ABELE

Adversarial Black box Explainer generating Latent Exemplars

Library

ABELE-master.zip

github.com

Daniele Fadda, CNR

Developed by

National Research Council - CNR

License

GNU General Public License (GPL) v3

Main Characteristic

ABELE is a local, model-agnostic explanation method able to overcome the existing limitations of the local approaches by exploiting the latent feature space, learned through an adversarial autoencoder, for the neighborhood generation process.

Research areas

Explainable AI

Technical Categories

AI ethics Machine learning

Business Categories

Healthcare

Last updated

03.06.2021 - 16:11

Detailed Description

Language of the library: Python ≥ 3.6

Additional information: Given an image classified by a given black box model, ABELE provides an explanation for the reasons of the proposed classification. The explanation consists of two parts: (i) a set of exemplars and counter-exemplars images illustrating, respectively, instances classified with the same label and with a different label than the instance to explain, which may be visually analyzed to understand the reasons for the classification, and (ii) a saliency map highlighting the areas of the image to explain that contribute to its classification, and areas of the image that push it towards another label. ABELE is an extension of the iLORE.

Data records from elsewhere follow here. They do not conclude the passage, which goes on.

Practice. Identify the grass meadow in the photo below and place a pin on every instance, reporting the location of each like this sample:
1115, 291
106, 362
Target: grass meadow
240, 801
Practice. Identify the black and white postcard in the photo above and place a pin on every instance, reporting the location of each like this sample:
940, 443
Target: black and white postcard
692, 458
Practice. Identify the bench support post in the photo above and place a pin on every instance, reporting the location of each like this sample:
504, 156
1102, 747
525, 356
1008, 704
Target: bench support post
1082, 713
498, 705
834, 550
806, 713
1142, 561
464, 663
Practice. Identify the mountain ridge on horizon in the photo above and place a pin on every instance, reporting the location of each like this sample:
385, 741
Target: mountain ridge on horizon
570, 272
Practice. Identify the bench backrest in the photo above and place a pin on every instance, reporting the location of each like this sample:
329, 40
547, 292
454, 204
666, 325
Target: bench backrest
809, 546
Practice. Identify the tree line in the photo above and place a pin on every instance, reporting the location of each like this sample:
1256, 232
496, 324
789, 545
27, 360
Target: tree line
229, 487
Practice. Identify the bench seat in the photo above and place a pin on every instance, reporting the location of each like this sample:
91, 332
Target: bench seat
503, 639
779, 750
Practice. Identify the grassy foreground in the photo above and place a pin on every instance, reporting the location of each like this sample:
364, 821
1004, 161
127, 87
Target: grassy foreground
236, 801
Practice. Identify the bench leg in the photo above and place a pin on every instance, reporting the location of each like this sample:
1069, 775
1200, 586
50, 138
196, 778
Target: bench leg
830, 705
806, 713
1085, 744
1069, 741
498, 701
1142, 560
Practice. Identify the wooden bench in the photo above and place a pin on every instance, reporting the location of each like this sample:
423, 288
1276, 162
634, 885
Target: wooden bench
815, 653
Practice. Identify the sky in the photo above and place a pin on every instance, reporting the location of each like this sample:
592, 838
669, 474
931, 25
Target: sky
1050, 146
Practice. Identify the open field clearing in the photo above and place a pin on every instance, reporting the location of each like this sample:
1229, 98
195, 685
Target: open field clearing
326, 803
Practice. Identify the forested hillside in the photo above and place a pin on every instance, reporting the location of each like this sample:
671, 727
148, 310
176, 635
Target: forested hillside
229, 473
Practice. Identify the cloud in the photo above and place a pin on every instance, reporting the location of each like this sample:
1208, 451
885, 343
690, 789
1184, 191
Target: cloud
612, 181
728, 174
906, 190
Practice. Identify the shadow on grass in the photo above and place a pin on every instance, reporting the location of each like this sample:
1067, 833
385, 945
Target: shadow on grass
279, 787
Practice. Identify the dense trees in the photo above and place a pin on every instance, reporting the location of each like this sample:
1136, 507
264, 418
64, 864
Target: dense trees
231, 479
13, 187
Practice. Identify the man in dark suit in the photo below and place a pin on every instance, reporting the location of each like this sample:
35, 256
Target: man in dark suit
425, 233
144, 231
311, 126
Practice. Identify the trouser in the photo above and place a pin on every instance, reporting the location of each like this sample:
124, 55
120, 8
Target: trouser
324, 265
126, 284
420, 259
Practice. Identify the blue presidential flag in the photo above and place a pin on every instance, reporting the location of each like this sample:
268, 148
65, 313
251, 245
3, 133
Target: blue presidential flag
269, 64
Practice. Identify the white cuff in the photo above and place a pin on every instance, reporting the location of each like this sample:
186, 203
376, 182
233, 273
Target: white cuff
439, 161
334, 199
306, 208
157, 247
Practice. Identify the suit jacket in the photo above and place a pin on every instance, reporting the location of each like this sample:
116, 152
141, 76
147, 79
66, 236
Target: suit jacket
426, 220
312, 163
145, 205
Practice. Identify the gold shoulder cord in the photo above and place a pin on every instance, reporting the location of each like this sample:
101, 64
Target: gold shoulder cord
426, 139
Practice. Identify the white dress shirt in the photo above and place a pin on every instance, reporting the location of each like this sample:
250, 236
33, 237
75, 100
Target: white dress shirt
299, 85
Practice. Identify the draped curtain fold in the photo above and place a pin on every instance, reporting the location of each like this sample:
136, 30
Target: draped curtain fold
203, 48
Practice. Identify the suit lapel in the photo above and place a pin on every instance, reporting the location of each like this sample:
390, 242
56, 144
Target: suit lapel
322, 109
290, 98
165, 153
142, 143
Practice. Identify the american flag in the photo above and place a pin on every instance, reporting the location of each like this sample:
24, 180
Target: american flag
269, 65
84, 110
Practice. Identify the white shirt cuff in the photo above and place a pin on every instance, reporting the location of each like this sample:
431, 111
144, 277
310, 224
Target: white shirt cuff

The software package contains a reference to external public datasets: - mnist - cifar - fashion. Black boxes demonstrated in the library: - RF - Keras CNN - ResNet

Trustworthy AI

The explanation layer implemented in ABELE is intended to augment the trust and confidence of the analyst towards AI-based decision support systems. In particular, for black-box decision systems, the system may improve the insight of the analyst on the internal strategy of the AI algorithm.

GDPR Requirements

The method provides an explanator capable of creating an explanation in the form of augmented images. This approach addresses the "explicability" requirement of the GDPR, where a requirement is fixed for automated decision processes that have an impact on humans.